ByteBuffers and StorageProxy

My recent bug was that I was sending a zero length ByteBuffer (because I forgot to flip) for a column name.  The problem I have is that the insert was accepted by the server.  Should an exception be thrown?  The end result of allowing the insert is that the server will not restart if the data is still in the commit log (and maybe later too, not sure).
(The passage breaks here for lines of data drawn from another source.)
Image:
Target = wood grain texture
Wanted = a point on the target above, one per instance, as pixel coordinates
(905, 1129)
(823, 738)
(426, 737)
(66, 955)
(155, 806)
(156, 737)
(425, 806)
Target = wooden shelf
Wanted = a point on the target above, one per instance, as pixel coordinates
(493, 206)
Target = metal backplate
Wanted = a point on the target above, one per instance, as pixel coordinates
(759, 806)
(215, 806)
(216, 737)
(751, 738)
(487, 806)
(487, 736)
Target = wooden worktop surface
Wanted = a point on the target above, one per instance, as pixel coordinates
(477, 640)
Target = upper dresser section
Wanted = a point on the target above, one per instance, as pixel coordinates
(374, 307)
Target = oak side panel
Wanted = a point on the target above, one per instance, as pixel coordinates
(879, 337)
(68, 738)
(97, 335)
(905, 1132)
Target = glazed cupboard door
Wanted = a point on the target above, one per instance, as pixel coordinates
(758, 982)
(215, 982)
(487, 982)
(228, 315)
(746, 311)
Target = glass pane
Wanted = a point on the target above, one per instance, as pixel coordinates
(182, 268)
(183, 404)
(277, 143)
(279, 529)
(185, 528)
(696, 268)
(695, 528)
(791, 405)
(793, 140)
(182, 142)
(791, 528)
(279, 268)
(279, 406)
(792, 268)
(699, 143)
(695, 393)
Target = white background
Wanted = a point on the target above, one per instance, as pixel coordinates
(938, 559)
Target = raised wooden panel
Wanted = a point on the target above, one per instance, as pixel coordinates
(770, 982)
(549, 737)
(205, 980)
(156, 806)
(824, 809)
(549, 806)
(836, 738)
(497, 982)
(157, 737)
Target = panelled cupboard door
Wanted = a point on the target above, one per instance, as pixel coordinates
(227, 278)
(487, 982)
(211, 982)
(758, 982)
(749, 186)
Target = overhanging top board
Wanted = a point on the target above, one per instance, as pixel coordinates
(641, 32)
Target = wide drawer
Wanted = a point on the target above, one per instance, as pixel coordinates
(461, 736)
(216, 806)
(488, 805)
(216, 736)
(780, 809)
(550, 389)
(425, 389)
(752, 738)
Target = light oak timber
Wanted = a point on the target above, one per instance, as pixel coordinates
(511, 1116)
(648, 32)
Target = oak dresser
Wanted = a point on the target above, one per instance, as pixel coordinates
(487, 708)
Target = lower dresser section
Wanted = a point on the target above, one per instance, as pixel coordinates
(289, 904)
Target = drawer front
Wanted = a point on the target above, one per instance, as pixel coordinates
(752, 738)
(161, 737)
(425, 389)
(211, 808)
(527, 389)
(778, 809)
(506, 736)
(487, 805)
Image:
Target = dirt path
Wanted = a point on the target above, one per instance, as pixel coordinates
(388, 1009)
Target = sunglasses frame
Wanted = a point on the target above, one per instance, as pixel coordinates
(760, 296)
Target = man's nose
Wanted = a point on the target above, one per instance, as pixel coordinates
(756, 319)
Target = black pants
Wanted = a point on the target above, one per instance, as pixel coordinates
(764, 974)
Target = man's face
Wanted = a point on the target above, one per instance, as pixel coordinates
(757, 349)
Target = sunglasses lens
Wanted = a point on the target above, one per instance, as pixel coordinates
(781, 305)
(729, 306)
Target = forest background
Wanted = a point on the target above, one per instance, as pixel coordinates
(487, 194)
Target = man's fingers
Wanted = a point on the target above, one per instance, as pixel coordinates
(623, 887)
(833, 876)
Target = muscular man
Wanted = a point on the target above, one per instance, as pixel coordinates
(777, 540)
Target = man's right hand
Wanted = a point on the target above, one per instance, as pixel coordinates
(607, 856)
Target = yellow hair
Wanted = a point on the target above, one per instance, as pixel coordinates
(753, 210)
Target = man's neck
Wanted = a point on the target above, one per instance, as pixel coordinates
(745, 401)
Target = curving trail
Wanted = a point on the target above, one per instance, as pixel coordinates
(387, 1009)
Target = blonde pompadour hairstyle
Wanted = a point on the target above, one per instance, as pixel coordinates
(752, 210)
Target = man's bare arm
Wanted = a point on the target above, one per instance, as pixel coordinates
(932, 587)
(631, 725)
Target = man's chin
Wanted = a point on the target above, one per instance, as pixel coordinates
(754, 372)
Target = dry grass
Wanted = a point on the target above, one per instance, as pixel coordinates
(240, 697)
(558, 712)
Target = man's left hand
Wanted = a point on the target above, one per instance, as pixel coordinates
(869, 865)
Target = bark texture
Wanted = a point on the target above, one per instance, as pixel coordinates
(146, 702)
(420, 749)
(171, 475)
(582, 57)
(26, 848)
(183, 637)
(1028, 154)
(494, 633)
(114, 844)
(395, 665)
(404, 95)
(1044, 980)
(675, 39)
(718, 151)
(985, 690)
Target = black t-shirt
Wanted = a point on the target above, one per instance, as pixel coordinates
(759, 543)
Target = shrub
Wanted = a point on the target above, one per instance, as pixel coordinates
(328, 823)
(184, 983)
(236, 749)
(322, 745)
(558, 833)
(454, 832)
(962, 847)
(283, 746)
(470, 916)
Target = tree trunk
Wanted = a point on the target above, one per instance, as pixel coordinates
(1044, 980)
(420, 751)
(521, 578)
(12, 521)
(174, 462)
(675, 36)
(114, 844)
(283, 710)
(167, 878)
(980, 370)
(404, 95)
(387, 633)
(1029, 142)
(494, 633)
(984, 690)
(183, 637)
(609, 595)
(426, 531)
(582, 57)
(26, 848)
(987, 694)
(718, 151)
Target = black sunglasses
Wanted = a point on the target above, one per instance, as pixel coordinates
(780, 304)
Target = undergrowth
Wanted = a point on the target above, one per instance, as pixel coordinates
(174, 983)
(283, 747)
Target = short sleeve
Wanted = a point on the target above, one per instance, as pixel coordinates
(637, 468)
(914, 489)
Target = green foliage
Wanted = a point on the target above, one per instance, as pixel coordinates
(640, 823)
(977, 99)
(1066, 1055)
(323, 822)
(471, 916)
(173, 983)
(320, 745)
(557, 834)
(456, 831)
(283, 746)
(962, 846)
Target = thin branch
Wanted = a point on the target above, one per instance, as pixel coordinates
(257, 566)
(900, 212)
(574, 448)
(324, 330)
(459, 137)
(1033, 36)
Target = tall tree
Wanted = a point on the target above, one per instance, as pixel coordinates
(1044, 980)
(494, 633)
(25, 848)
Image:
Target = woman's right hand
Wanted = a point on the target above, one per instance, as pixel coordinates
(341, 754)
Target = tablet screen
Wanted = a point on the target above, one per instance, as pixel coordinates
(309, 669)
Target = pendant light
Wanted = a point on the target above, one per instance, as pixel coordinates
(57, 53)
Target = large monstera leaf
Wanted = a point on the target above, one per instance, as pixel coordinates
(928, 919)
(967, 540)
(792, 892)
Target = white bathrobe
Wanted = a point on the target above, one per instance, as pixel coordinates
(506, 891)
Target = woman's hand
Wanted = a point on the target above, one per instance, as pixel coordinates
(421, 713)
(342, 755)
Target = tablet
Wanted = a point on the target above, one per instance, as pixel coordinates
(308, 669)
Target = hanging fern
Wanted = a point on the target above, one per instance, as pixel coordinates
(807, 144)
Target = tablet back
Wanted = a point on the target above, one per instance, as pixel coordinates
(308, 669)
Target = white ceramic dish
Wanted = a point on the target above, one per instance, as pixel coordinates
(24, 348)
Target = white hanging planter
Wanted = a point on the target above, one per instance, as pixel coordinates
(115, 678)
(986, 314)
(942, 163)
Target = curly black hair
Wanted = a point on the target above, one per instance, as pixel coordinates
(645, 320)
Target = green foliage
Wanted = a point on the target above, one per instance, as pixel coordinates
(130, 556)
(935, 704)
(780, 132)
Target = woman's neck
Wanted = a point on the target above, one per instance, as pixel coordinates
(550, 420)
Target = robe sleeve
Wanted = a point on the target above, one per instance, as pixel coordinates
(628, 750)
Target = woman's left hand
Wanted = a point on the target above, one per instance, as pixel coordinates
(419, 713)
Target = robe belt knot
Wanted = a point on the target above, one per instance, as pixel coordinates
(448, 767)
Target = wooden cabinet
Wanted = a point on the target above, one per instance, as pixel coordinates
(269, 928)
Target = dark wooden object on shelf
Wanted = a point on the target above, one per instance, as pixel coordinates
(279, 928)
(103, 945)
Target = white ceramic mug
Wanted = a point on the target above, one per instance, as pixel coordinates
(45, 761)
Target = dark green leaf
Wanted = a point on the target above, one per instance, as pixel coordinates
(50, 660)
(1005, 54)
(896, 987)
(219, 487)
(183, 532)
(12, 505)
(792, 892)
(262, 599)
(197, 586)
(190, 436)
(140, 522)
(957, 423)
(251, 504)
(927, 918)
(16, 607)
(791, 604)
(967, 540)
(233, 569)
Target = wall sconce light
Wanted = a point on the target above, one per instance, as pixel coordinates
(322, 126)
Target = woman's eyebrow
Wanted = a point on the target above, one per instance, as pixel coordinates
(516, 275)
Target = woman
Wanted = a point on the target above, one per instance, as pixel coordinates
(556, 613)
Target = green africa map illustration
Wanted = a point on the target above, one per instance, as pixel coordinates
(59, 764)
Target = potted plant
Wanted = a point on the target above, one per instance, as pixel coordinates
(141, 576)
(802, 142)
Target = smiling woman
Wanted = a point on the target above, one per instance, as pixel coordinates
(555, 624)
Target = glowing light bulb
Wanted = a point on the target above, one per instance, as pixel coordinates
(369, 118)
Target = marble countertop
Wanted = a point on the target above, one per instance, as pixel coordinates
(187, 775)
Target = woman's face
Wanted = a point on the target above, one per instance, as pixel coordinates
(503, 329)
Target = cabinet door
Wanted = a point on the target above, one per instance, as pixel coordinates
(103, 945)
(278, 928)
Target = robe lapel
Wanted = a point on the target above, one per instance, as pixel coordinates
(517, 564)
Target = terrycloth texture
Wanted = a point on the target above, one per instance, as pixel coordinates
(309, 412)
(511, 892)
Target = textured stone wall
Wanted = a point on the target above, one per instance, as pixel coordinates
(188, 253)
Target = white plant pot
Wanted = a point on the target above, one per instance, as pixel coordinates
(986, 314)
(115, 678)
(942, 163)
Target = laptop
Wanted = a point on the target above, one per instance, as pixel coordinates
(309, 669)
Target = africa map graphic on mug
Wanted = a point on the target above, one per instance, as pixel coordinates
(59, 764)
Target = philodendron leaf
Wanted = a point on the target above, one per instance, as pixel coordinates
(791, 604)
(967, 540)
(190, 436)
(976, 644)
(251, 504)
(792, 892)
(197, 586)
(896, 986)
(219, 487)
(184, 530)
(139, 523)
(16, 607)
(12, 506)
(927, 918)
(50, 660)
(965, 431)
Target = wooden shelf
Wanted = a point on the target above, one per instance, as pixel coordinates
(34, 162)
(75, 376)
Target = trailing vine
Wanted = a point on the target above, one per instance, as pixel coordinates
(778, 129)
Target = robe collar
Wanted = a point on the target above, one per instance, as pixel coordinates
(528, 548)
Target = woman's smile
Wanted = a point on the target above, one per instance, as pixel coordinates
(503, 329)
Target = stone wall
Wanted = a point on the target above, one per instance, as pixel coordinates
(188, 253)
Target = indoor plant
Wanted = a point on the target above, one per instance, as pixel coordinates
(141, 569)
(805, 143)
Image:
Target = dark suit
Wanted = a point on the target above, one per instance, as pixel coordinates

Re: ByteBuffers and StorageProxy

Posted by Jonathan Ellis <jb...@gmail.com>.
These checks are done in ThriftValidation. If you decide to use StorageProxy
directly, the training wheels are off.
On Oct 11, 2011 11:26 AM, "Todd Burruss" <bb...@expedia.com> wrote:

> My recent bug was that I was sending a zero length ByteBuffer (because I
> forgot to flip) for a column name.  The problem I have is that the insert
> was accepted by the server.  Should an exception be thrown?  The end result
> of allowing the insert is that the server will not restart if the data is
> still in the commit log (and maybe later too, not sure).
>
>

Re: ByteBuffers and StorageProxy

Posted by Edward Capriolo <ed...@gmail.com>.
On Tue, Oct 11, 2011 at 12:25 PM, Todd Burruss <bb...@expedia.com> wrote:

> My recent bug was that I was sending a zero length ByteBuffer (because I
> forgot to flip) for a column name.  The problem I have is that the insert
> was accepted by the server.  Should an exception be thrown?  The end result
> of allowing the insert is that the server will not restart if the data is
> still in the commit log (and maybe later too, not sure).
>
>
You may not have hit this at the thrift layer, because the AbstractTypes
have validation methods. Since StorageProxy is the "expert" interface having
redundant checks might cause code bloat. Open a jira and put in the patch.
The worse that can happen is it gets -1 ed.